Яростно вращая огромными белками, выделявшимися на его смуглом лице, Лафарг опустился на сиденье и, снова взяв в руки бокал, горестно прижал его к себе. Маркс тоже примирительно сел. Ему хотелось шуткой разрядить напряжение, и он сказал:
- А между прочим, дорогой Лафарг, в своей личной жизни вы стоите совсем на иной, даже прямо противоположной позиции, чем в общественной. В Генеральном совете Интернационала вы доказываете, что нации - это пережиток, фикция, а здесь требуете себе особых прав на том основании, что по рождению вы кубинец и в ваши жилы от бабушки-мулатки проникло несколько капель негритянской крови...
Молодой человек, как видно, не слушал. Он сидел неподвижно, весь поглощенный какими-то своими мыслями. Вдруг он словно проснулся, опять вскочил и воскликнул:
- Но поймите же, шестого августа исполнится уже год, как мы помолвлены!
- Уже год? - Маркс сделал ударение на "уже". - Я бы сказал "еще только" год. Вы знаете, сколько лет были обручены мы с Женни?
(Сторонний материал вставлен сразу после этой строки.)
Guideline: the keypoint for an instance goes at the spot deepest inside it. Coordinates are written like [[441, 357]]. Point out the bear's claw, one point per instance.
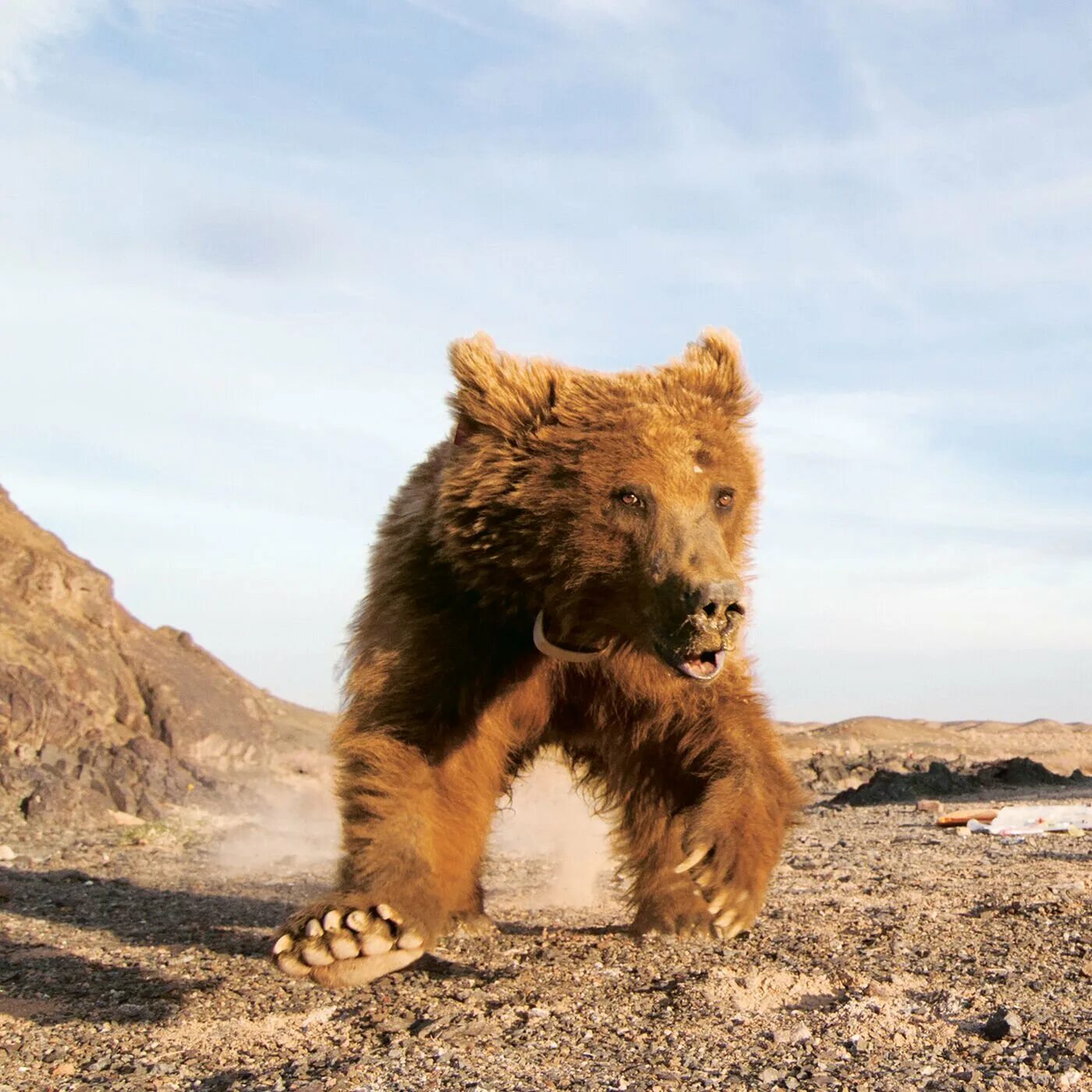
[[347, 948]]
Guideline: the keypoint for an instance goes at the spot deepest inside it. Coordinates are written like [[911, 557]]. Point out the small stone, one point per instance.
[[1002, 1024]]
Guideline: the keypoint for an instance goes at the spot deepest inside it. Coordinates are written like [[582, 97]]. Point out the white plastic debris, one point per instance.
[[1040, 819]]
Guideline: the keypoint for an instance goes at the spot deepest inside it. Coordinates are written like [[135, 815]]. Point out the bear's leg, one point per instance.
[[413, 838], [651, 842], [704, 870]]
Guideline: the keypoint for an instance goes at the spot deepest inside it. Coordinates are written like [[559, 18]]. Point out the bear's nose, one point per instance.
[[715, 600]]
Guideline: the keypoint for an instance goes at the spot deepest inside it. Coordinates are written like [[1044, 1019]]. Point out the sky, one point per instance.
[[236, 237]]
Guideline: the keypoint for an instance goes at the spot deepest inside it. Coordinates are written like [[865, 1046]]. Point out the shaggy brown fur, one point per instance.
[[622, 507]]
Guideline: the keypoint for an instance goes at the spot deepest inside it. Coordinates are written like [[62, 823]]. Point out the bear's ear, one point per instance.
[[498, 391], [713, 366]]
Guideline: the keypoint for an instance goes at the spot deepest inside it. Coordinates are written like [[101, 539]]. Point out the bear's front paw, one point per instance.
[[733, 898], [349, 941]]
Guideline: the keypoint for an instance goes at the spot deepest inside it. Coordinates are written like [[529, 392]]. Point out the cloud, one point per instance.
[[30, 29]]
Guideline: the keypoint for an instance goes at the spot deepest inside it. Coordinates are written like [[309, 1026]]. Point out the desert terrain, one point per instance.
[[161, 817]]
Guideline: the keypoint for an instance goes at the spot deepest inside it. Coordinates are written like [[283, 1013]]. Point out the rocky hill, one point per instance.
[[98, 712]]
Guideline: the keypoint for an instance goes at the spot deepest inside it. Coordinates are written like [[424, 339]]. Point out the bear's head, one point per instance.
[[619, 505]]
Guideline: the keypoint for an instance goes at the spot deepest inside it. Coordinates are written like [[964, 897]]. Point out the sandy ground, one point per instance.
[[136, 959]]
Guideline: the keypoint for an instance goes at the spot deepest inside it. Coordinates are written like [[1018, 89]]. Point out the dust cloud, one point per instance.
[[548, 821], [292, 827]]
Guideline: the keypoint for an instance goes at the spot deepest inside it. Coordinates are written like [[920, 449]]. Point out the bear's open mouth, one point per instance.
[[704, 665]]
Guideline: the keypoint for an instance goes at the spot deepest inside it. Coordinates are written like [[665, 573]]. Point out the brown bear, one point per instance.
[[567, 569]]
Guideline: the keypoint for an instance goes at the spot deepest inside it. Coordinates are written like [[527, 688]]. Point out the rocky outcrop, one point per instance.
[[100, 712]]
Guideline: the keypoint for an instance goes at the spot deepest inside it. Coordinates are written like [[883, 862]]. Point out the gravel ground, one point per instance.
[[892, 956]]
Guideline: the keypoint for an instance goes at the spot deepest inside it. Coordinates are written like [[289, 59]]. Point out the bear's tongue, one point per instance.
[[704, 666]]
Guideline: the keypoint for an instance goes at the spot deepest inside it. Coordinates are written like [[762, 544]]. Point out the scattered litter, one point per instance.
[[968, 816], [1019, 821], [1051, 818]]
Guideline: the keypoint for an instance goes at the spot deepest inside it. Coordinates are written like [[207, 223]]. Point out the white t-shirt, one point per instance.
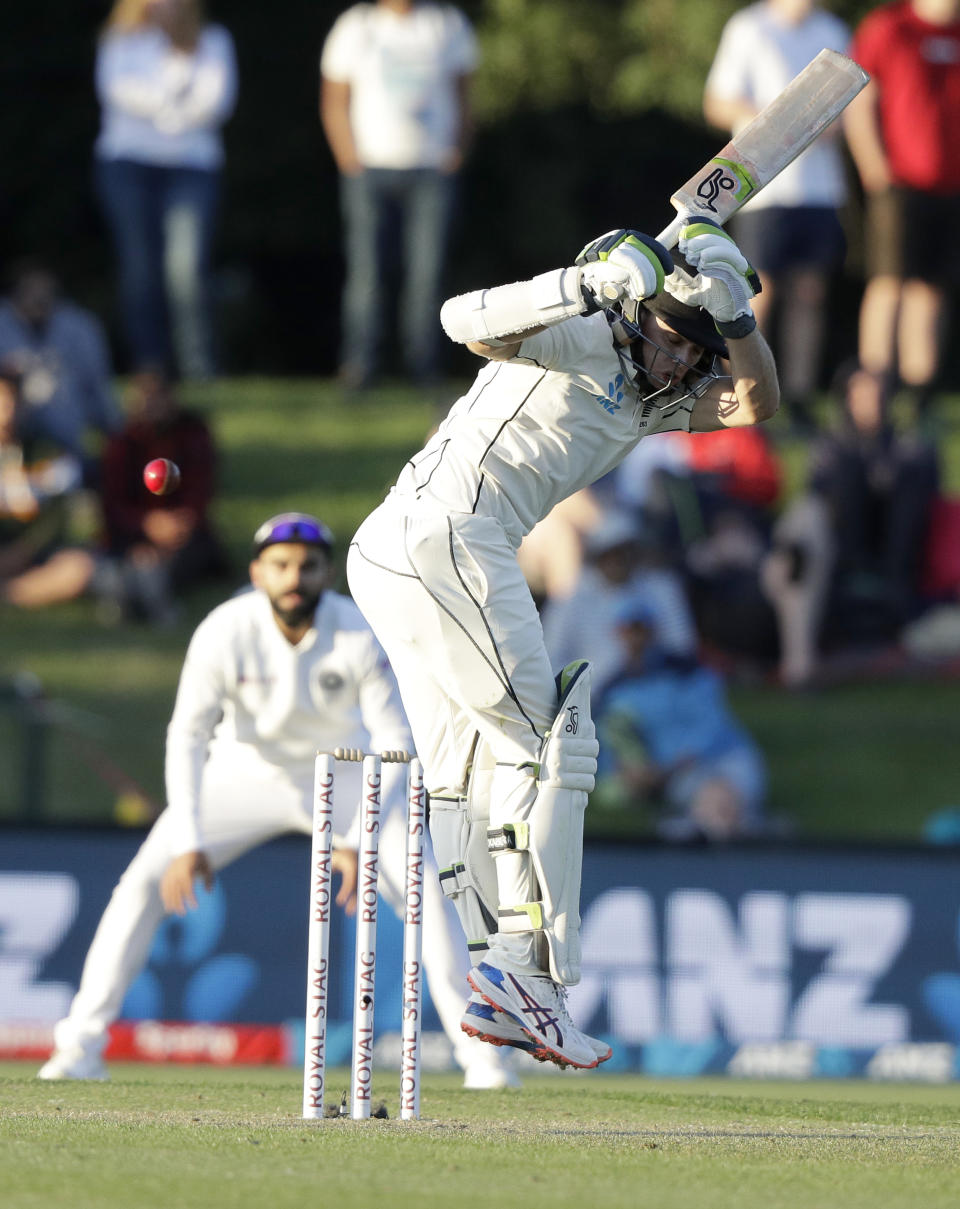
[[403, 70], [244, 686], [535, 429], [161, 105], [757, 57]]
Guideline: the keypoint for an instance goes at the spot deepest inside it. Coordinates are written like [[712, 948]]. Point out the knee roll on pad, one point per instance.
[[553, 834], [458, 832]]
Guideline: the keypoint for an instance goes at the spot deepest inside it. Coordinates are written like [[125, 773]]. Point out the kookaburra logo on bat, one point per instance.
[[709, 189]]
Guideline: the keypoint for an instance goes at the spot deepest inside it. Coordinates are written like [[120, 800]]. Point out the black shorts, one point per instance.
[[776, 238], [912, 233]]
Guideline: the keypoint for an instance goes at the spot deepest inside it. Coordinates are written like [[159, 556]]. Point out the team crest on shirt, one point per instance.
[[612, 400]]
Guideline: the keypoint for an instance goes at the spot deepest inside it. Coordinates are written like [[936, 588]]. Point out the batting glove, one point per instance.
[[724, 283], [623, 264]]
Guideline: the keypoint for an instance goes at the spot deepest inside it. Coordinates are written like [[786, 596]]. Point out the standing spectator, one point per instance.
[[903, 132], [59, 353], [161, 543], [395, 111], [166, 80], [791, 231]]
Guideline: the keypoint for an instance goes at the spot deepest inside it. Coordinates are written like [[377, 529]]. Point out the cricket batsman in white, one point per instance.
[[582, 363], [270, 677]]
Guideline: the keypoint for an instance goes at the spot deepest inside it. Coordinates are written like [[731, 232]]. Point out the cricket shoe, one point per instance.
[[486, 1023], [537, 1005], [74, 1063]]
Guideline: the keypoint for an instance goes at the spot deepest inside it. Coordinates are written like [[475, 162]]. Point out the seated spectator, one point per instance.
[[669, 740], [61, 356], [551, 554], [619, 562], [38, 563], [161, 544], [710, 498], [845, 565]]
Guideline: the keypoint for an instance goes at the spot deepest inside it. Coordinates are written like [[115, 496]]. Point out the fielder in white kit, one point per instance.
[[583, 362], [270, 677]]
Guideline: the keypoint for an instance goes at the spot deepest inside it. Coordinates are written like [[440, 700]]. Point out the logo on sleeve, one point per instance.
[[612, 400]]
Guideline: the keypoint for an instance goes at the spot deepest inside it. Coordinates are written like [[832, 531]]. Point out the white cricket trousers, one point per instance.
[[447, 601], [244, 803]]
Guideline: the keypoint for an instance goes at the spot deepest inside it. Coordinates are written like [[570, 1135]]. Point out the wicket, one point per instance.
[[318, 942]]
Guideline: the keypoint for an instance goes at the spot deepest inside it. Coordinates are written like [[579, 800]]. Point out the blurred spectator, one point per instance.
[[166, 80], [395, 111], [161, 544], [551, 554], [619, 563], [903, 132], [59, 353], [710, 499], [846, 556], [668, 738], [38, 565], [791, 231]]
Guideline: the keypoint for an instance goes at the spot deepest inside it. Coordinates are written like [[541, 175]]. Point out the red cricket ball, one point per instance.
[[161, 476]]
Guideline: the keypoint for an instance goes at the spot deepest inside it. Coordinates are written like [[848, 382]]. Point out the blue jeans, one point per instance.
[[417, 204], [162, 223]]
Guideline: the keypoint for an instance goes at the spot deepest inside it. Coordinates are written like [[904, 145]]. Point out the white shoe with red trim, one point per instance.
[[537, 1006]]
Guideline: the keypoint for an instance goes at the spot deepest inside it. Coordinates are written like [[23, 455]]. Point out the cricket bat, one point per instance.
[[767, 144]]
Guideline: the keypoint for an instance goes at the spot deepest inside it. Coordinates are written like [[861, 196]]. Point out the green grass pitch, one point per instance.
[[197, 1137]]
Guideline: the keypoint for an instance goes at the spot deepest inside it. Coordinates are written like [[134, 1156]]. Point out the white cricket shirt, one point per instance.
[[535, 429], [758, 55], [244, 686]]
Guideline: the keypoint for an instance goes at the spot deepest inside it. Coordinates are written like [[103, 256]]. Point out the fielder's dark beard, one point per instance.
[[299, 613]]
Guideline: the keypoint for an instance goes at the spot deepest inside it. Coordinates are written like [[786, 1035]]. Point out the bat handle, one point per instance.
[[669, 236]]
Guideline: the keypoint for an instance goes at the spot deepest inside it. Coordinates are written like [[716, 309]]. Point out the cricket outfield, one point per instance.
[[194, 1137]]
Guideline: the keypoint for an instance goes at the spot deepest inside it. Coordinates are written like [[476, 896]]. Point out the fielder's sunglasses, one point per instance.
[[293, 527]]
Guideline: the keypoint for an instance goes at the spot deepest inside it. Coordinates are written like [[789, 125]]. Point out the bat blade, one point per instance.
[[767, 144]]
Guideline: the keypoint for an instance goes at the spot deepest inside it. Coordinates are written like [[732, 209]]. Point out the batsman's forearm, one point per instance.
[[756, 382]]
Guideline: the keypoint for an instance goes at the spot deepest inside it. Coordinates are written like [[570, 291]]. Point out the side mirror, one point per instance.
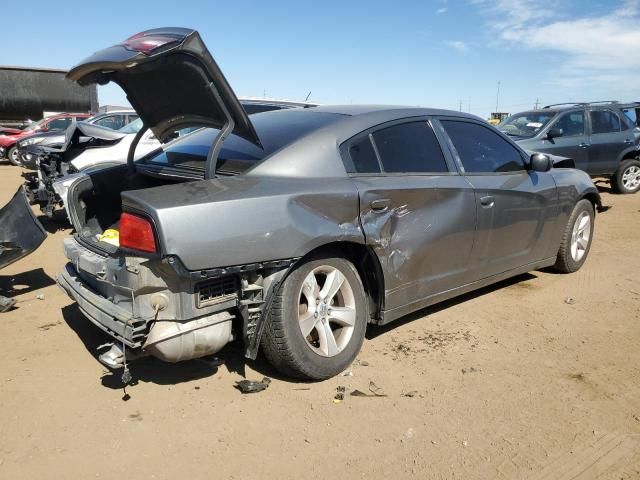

- Знаю! Семь! Но уж не хотите ли вы сказать, что все последователи Маркса должны проходить такой срок? Может быть, вы внесете такое требование в Устав Интернационала или в новое издание "Коммунистического манифеста"?
Маркс расхохотался. Нет, этот парень за словом в карман не полезет...
- Да, я внесу такое требование, - сказал он с преувеличенной решимостью, хлопнув ладонью по книге. - Но поскольку вы, мой возможный будущий зять, никакой не последователь Маркса, а завзятый прудонист, то для вас можно установить срок... ну, пожалуй, всего в пять лет.
- Пять?! - испуганно воскликнул Лафарг, как всегда не поняв шутки, поскольку она касалась его отношений с Лаурой.